Today began like a normal day for most people in South Korea.
For most people, alarm clocks stirred families awake one member at a time and into their familiar routine of starting their day. Moms and dads prepared for work and children rejoiced only slightly about summer break knowing that much of their much deserved time off will be taken up by hagwons (learning academies) as parents insist they have an ‘academic edge’ against their peers. This ‘keeping up with the Kims‘ gambit is well known here in the peninsula and continues into adulthood where even young professionals forgo even dating for night classes to add lines to their resume in the hopes of standing out to potential employers to prove that they have the gristle to survive the maw of the business world. Still, what Koreans have done since the war ended in 1953 is nothing short of remarkable, turning a bombed out wasteland into a juggernaut of an economy with global titans such as Samsung, Hyundai and Kia now being household names. All that hard work has paid off.
Amidst the rigamarole of business as usual, a little known family of 3 in the Hyundai Hometown apartment block #209 complex began their journey of a million steps. The apartment that has been theirs for the last 4 years has been slowly gutted of its contents through clothing drives, weekend moving dates and the final dagger which was last Saturday’s moving company that boxed up the essentials for a long hibernation in a shipping container crypt that wouldn’t see light for at least 12 months.
Korea has been our home, and a good one. With it’s Confucianist history, Koreans respect their elders, show kindness to others and are quick to acknowledge what is right for the greater good. Teachers are revered. There is an underlying order of things. It’s safe. It’s clean. It offers beautiful spring time temperatures with cherry blossoms and lilacs perfuming walkways with skiing and snowboarding opportunities in the wintertime that drew the olympics here two years ago. As a tourist, you’ll come to embrace the quintessential trappings of Frommer’s and Lonely Planet guidebooks such as Insadong, Gyeongbokgung Palace, and the Hanoks of Bukchon. As a local you’ll eventually come to accept ‘Makgeolli’ or rice wine, ‘Gangnam Style’ or showing off, and Jimjilbangs, naked saunas with strangers, which, by the way, would be a great name for a rock band. Like Graham Green said about Vietnam: “You come to Vietnam and you understand a lot in a few minutes, but the rest has got to be lived.”, the same applies to Korea. Well, that applies to everywhere you live in life.

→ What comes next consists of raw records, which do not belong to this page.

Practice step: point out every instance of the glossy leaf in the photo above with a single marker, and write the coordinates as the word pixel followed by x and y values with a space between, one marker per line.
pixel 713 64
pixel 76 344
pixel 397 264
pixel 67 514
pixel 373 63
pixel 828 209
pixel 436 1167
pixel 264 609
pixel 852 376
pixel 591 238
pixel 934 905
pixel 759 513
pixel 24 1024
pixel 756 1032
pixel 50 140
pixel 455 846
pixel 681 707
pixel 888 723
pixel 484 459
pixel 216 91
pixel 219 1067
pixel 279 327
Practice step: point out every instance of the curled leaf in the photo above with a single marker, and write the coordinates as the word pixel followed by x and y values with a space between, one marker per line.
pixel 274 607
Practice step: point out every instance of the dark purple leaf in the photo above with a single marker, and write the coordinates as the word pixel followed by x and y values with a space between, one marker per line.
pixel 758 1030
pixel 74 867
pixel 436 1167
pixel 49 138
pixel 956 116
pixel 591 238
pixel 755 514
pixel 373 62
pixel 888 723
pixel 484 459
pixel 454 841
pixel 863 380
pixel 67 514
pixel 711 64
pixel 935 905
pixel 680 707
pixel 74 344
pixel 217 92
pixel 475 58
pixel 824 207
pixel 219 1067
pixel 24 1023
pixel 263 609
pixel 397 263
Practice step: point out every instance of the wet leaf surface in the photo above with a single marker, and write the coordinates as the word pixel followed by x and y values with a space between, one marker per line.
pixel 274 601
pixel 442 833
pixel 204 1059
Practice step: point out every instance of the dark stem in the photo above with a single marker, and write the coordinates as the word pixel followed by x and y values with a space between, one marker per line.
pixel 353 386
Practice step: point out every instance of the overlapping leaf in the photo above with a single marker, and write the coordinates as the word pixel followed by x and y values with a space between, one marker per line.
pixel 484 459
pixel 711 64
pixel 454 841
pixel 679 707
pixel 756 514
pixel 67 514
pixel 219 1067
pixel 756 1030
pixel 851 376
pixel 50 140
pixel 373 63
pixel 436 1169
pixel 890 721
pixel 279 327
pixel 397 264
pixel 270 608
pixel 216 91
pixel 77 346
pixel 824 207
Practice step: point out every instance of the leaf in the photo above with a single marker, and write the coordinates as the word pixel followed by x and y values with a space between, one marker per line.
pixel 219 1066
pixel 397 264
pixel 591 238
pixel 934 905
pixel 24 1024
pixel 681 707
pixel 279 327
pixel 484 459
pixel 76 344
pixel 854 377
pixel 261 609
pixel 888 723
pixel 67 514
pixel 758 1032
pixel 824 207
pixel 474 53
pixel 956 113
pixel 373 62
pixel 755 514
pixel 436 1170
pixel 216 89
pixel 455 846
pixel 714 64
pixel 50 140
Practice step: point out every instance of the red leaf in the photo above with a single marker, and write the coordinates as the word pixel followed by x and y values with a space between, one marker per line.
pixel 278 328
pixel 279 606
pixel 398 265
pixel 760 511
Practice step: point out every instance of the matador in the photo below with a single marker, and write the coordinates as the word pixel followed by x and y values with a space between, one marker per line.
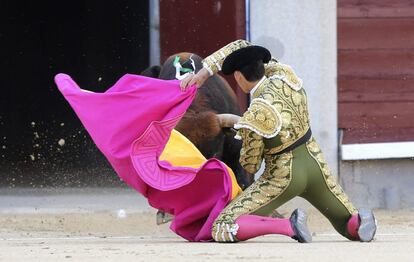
pixel 276 128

A westerner trying to change the far East is an exercise in futility. However, after living here for 4 years, we’re left trying to make sense of our time here. Did we leave our community in better shape than we found it? Were we a positive change? We’ve helped build a school through experiential education and technology training programs. We befriended many locals who we call good friends. Just before leaving, we had dinner with a Korean family that we’ve been friends with for 13 years. Their son and daughter were in my class back in Vietnam and have now gone on to college and points beyond. How time sure flies.
The start of a big trip is always exciting but there is calming joy that builds near its end and the growing prospect of coming home. Swapping stories with best friends. Reconnecting after a long hiatus. That warm embrace. However, leaving forever is hard, and the excitement of what lies ahead has been tempered by melancholy of an uncertain future and not knowing when we’ll see our closest confidants from here, or if we ever will again.
So our great trip finally begins. In the meantime, look for ‘Naked Saunas with Strangers‘ coming to a town near you.